全日本私立幼稚園連合会、社会福祉法人日本保育協会、社会福祉法人全国社会福祉協議会・全国保育協議会推薦作品。

概要[編集]

アンパンマンのマーチ』の歌詞にある「何のために生まれて 何をして生きるのか」(1番の歌詞)という一節がテーマとして問われる作品で、これまでの映画の中でもテーマに「生と死」という少し重いものがあり、大人の観賞にも耐えうるように作られている。ただしオープニングはいつも通り2番の歌詞を流している。

原作者のやなせたかしは公開当時、「おもしろいだけでなく感動もほしい。あまりに生命が粗末にされる時代なので今年は生命がテーマになっています」と語っている。

本作のゲスト主人公であるドーリィ役は、タレント・女優の安達祐実が担当。

あらすじ[編集]

アンパンマン達が住む町では、かつて不毛の地だったこの世界を水と緑の豊かな世界にしたと言われる「いのちの星」に感謝するための祭の準備が進められていた。

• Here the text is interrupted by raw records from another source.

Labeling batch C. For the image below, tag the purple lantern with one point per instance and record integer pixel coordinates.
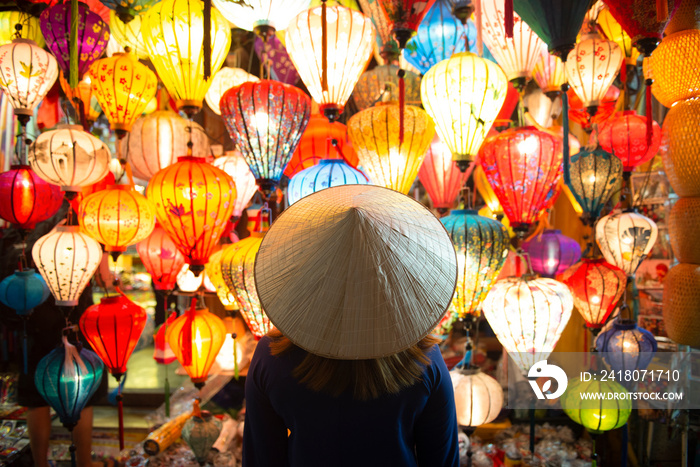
(552, 252)
(93, 35)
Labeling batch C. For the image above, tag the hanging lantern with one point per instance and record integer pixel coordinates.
(29, 199)
(161, 258)
(522, 166)
(528, 315)
(223, 80)
(330, 78)
(327, 173)
(552, 253)
(482, 246)
(463, 95)
(92, 36)
(157, 140)
(478, 397)
(173, 31)
(69, 157)
(375, 134)
(193, 201)
(113, 327)
(266, 134)
(596, 287)
(27, 73)
(67, 258)
(625, 239)
(123, 87)
(625, 136)
(196, 338)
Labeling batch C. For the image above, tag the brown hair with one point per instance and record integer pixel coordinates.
(367, 379)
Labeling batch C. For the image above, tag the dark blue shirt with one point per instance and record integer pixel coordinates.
(417, 427)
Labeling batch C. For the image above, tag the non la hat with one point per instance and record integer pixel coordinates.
(356, 272)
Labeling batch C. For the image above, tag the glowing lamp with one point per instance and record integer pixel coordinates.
(528, 315)
(350, 35)
(596, 287)
(390, 162)
(173, 31)
(463, 95)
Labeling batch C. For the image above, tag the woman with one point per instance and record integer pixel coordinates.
(354, 278)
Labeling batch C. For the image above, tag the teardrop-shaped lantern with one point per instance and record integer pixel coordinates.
(67, 258)
(193, 201)
(390, 162)
(349, 38)
(463, 95)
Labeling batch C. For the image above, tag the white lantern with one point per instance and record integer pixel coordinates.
(67, 259)
(69, 157)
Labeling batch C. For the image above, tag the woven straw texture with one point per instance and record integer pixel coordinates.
(356, 272)
(681, 306)
(684, 229)
(680, 147)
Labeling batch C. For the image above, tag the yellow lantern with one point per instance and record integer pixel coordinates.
(349, 39)
(173, 31)
(390, 162)
(463, 95)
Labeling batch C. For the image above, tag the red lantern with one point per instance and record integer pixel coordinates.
(625, 135)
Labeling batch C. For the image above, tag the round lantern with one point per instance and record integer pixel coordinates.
(196, 338)
(478, 397)
(482, 246)
(528, 315)
(193, 201)
(113, 327)
(67, 258)
(27, 73)
(173, 31)
(463, 95)
(29, 199)
(390, 162)
(625, 239)
(69, 157)
(266, 120)
(349, 38)
(522, 166)
(123, 87)
(225, 79)
(625, 136)
(680, 148)
(158, 139)
(117, 217)
(161, 258)
(596, 287)
(92, 36)
(552, 252)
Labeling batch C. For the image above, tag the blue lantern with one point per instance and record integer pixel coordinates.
(325, 174)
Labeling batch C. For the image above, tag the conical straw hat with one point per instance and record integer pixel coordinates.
(356, 272)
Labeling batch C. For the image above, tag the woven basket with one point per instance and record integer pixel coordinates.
(681, 306)
(684, 229)
(680, 147)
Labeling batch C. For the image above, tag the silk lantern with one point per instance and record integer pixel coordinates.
(69, 157)
(482, 246)
(67, 259)
(528, 315)
(597, 287)
(330, 71)
(173, 31)
(522, 165)
(463, 95)
(193, 201)
(375, 134)
(265, 120)
(625, 239)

ある日、いつものようにパトロールをしていたアンパンマンは海に漂っていた一体の人形「ドーリィ」を見つけ、彼女をパン工場へ連れ帰る。その日の夜、パン工場に一つの「いのちの星」が降ってきてドーリィの体に宿り、「いのちの星」によって命を得たドーリィは自由に動けるようになり、翌日から町で生活を始める。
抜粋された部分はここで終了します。